Anadolu’nun Antik Dönemi
Anadolu’nun antik dönemi, tarihin en eski ve en zengin medeniyetlerinden bazılarına ev sahipliği yapmıştır. Hititler, Lidyalılar, Frigler, Urartular ve İyonlar gibi pek çok önemli uygarlık, Anadolu topraklarında yaşamış ve bu bölgeyi kültürel ve ticari bir merkez haline getirmiştir. Tarihi M.Ö. 3000’li yıllara kadar uzanan Anadolu, hem Doğu hem Batı uygarlıkları arasında bir köprü görevi üstlenmiştir.
Bu dönemde Anadolu’da pek çok gelişmiş şehir ve krallık ortaya çıkmıştır. Hitit İmparatorluğu, başkenti Hattuşa ile M.Ö. 17. yüzyılda büyük bir güç haline gelmiş, tarihteki ilk yazılı antlaşma olan Kadeş Antlaşması‘nı yaparak siyasi açıdan önemli bir yere sahip olmuştur. Lidyalılar, Batı Anadolu’da yaşamış ve tarihteki ilk parayı kullanarak ticarette devrim yaratmışlardır. Frigler ise başkenti Gordion olan büyük bir uygarlık kurmuş ve Kral Midas ile ünlü olmuşlardır.
Anadolu’nun kıyı bölgelerinde ise İyonlar gibi denizci medeniyetler, sanat ve felsefede büyük ilerlemeler kaydetmişlerdir. Anadolu, bu dönemde sadece kültürel zenginlikleriyle değil, stratejik konumu nedeniyle de büyük orduların ve imparatorlukların savaş alanı olmuştur. Ayrıca, Antik Yunan ve Roma İmparatorluğu gibi büyük medeniyetler de bu toprakları etkilemiştir.

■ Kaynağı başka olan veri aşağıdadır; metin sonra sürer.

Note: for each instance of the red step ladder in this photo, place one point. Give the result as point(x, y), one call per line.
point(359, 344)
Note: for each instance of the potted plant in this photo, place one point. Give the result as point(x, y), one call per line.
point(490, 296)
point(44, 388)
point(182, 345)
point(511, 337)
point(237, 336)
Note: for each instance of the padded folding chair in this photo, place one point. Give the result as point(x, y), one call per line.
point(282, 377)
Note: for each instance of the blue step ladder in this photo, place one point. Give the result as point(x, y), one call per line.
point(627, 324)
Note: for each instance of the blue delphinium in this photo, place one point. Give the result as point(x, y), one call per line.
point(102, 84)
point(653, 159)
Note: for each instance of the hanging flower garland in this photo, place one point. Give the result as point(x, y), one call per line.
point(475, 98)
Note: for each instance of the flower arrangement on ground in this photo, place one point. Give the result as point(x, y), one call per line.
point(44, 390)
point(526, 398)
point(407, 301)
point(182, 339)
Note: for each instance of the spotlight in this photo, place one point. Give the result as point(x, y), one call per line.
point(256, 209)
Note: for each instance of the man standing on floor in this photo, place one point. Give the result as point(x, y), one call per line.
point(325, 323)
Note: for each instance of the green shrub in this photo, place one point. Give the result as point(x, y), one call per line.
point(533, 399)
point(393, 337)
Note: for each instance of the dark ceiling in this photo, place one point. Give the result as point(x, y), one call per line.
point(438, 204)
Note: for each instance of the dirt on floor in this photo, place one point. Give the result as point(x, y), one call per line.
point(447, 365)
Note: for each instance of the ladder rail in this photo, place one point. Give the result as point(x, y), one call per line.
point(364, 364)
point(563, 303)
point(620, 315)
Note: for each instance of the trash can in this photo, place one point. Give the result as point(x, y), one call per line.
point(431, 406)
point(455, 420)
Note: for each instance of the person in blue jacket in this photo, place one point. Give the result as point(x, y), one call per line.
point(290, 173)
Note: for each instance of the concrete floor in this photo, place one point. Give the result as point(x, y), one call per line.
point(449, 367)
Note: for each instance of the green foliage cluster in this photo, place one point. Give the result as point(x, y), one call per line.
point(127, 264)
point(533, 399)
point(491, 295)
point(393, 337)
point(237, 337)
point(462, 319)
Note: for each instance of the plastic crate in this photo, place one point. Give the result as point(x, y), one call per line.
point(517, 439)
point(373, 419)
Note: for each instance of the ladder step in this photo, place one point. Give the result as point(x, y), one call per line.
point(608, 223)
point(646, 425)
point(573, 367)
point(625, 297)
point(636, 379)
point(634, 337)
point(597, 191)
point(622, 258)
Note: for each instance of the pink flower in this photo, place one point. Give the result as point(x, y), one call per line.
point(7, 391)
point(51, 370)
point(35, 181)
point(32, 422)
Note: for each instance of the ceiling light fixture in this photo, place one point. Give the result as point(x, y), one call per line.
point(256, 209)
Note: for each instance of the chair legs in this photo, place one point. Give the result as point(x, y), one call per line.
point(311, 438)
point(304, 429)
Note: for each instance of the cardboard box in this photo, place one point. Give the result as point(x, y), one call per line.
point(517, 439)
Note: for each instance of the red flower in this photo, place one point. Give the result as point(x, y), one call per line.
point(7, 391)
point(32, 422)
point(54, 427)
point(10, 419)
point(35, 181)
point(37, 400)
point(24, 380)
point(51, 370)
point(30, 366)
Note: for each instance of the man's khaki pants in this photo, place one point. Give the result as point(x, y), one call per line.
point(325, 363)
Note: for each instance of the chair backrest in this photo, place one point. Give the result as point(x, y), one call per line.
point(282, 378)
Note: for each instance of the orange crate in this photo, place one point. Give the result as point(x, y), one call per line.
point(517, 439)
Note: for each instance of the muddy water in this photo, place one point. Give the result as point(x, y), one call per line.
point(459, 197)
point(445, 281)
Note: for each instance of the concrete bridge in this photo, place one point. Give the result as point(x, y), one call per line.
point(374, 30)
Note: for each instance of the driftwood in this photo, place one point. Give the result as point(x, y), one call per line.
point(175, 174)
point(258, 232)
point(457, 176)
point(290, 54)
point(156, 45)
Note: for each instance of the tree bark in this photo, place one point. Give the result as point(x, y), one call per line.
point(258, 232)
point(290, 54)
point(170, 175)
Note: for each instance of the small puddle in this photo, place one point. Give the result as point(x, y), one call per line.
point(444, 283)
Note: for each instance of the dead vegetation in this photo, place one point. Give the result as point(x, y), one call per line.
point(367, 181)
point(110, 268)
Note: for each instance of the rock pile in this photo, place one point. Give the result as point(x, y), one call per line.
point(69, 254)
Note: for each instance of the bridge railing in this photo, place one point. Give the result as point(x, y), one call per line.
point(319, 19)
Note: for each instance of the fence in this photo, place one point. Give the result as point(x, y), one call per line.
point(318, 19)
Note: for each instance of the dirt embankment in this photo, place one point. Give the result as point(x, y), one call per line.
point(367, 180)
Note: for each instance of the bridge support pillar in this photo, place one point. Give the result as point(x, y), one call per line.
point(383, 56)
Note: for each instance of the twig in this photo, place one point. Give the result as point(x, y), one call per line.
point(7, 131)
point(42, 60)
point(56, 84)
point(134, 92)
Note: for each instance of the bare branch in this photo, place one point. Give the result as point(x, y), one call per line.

Bütün bu süreçler, Anadolu’nun antik dönemi çok kapsamlı olmasına rağmen, ne Hitit ne de Frigler Anadolu’nun bir parçası haline gelmeden ortadan kayboldu. Ancak, bu kültürlerin Osmalı İmparatorluğu ve bugünün Türkiye Cumhuriyeti’nin ortaya çıkışına büyük katkıları vardır. Başta Hitit kavramı olmak üzere onlardan birçok külteren, düşüncelerden, gelenek ve göreneklerden, dinlerden ve hatta dilsel ögelerden Anadolu’da bu güne kadar taşındı. Yani, bu antik kültürler üzerinden, Anadolu tarihinin özünü açıkça görebiliyoruz.
Bu nedenle, Anadolu’nun antik döneminde Hititler, Frigler ve Pers İmparatorluğu, Türkiye Cumhuriyeti tarihinde hayranlık uyandıran yüce kültürlerdendir. Günümüz Türkleri, Hititler ve Frigler arasındaki tarihi bağının anlaşılmasının yanı sıra, Pers İmparatorluğunun Orta Doğu ve Akdeniz’e olan etkisine de saygı göstermektedir. Bu kültürlerin tarih öncesinden günümüze taşınmış olan belleği, bugün Anadolu’da yaşayanlar için hayati önem taşımaktadır.